What happens without Backpressure? * Stage A starts fast. Every 1 second, it finishes 2 uploads and pushes them to Stage B. * Stage B can only process 50 jobs at a time. The rest (950 jobs) sit in its queue. * The Trap: Since Stage A doesn't know Stage B is full, it keeps uploading. After 10 minutes, Stage A has finished uploading all 1000 files. * The Disaster: You now have 1000 active jobs on OpenAI, but you only have 50 workers monitoring them. This means 950 jobs are being processed by OpenAI but are NOT being monitored by your pipeline while they sit in the queue. If they fail or finish, you won't know until a worker frees up, potentially hours later.

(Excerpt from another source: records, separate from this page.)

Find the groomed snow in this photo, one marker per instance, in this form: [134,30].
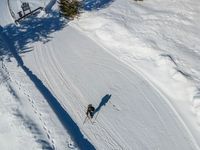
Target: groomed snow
[131,60]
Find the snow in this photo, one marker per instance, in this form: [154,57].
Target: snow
[136,62]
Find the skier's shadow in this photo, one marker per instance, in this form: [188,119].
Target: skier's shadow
[103,102]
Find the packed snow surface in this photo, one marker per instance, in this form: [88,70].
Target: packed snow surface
[136,62]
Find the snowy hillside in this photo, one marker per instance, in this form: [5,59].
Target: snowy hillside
[136,62]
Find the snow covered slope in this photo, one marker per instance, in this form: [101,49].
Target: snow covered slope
[51,70]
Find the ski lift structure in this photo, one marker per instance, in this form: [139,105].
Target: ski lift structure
[26,11]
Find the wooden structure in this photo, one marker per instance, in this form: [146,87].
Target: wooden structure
[28,14]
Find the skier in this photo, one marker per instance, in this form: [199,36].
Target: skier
[90,111]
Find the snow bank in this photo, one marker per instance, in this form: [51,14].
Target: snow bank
[159,40]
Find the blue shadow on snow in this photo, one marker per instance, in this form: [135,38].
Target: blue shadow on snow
[34,30]
[103,102]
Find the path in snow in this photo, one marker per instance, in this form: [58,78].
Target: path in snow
[79,72]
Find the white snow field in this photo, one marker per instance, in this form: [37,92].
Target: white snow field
[136,62]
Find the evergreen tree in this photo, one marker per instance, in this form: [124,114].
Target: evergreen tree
[69,8]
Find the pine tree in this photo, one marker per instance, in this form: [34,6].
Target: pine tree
[69,8]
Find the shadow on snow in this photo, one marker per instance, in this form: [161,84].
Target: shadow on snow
[33,29]
[103,102]
[17,39]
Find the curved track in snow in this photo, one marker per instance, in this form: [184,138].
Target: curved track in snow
[136,116]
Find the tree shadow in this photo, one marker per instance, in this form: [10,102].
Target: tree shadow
[33,29]
[16,40]
[103,102]
[90,5]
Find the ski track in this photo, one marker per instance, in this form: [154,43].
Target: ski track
[69,93]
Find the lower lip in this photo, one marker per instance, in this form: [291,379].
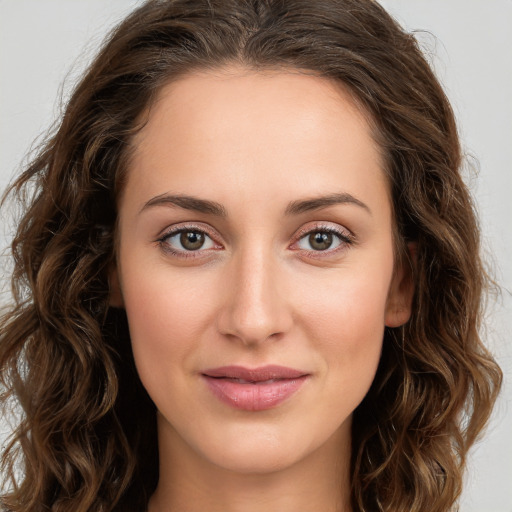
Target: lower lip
[254,397]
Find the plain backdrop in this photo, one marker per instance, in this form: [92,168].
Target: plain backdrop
[45,44]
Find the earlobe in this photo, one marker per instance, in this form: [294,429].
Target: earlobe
[401,291]
[115,293]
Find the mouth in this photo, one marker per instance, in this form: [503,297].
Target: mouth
[255,389]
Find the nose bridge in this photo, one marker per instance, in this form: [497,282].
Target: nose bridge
[255,308]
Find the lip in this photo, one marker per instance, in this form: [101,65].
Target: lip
[254,389]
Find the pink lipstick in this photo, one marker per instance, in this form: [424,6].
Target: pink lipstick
[255,389]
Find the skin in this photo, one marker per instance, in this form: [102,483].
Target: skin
[257,292]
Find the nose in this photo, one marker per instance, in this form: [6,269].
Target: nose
[255,308]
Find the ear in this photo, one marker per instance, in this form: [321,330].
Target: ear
[115,293]
[401,290]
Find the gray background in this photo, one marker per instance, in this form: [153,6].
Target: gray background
[44,45]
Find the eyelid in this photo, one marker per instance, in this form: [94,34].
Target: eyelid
[346,238]
[344,233]
[180,228]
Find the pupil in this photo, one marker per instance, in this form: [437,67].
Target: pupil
[320,241]
[191,240]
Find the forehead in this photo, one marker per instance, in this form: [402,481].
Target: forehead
[241,131]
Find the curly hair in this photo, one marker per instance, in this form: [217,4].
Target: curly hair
[65,355]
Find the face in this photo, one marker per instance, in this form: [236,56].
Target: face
[256,265]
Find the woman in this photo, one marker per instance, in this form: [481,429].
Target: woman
[249,275]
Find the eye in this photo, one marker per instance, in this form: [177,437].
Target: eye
[186,240]
[323,239]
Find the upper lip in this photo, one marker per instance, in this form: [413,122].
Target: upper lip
[255,374]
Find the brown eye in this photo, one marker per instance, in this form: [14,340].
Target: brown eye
[320,240]
[191,240]
[183,241]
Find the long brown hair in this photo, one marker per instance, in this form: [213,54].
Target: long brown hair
[65,355]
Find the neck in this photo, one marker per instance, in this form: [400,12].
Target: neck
[189,482]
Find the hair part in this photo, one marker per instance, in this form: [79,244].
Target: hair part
[65,355]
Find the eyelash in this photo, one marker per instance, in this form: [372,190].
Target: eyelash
[346,239]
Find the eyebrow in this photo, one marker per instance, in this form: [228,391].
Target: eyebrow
[213,208]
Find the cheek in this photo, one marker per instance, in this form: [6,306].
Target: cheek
[345,322]
[167,316]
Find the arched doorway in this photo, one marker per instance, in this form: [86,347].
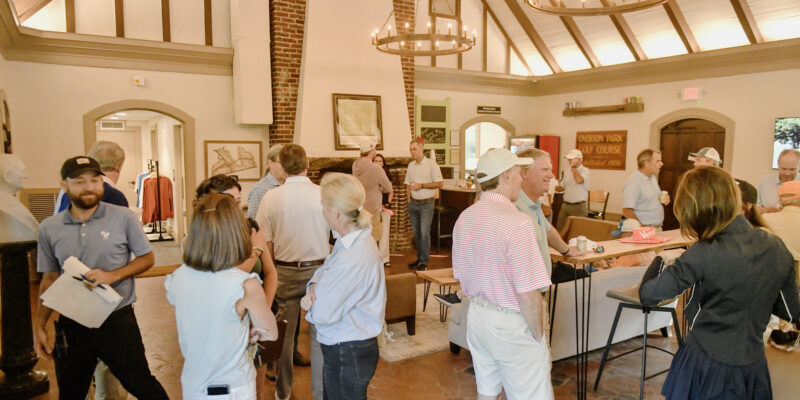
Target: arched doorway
[479,134]
[678,139]
[185,177]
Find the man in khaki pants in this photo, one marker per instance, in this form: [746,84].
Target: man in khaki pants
[375,183]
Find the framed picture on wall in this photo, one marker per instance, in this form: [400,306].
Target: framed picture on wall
[232,157]
[356,118]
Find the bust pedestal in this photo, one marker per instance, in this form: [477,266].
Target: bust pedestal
[18,358]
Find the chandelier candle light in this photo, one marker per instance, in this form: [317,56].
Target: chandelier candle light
[408,43]
[577,8]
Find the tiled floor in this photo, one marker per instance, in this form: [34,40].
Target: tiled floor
[436,376]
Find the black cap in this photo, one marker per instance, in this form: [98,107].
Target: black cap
[749,192]
[76,166]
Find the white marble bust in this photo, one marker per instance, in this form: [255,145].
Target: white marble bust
[18,224]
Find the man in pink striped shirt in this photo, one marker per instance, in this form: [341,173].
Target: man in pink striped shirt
[498,262]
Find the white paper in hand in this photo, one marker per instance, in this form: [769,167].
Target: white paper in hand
[70,297]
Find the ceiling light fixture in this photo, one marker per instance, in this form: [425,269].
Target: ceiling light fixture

This is a "Firehose": A fast stage drowning a slow stage because there is no way to say "Stop, I'm full!".
Automatic Backpressure (Smart Limits)¶
As of version 0.6.1, AntFlow implements Smart Internal Limits for all stage queues.
- How it works: Each stage has a limited input queue size. The default limit is
max(1, workers * 10). - Example: A stage with 5 workers allows ~50 items to be queued waiting for processing.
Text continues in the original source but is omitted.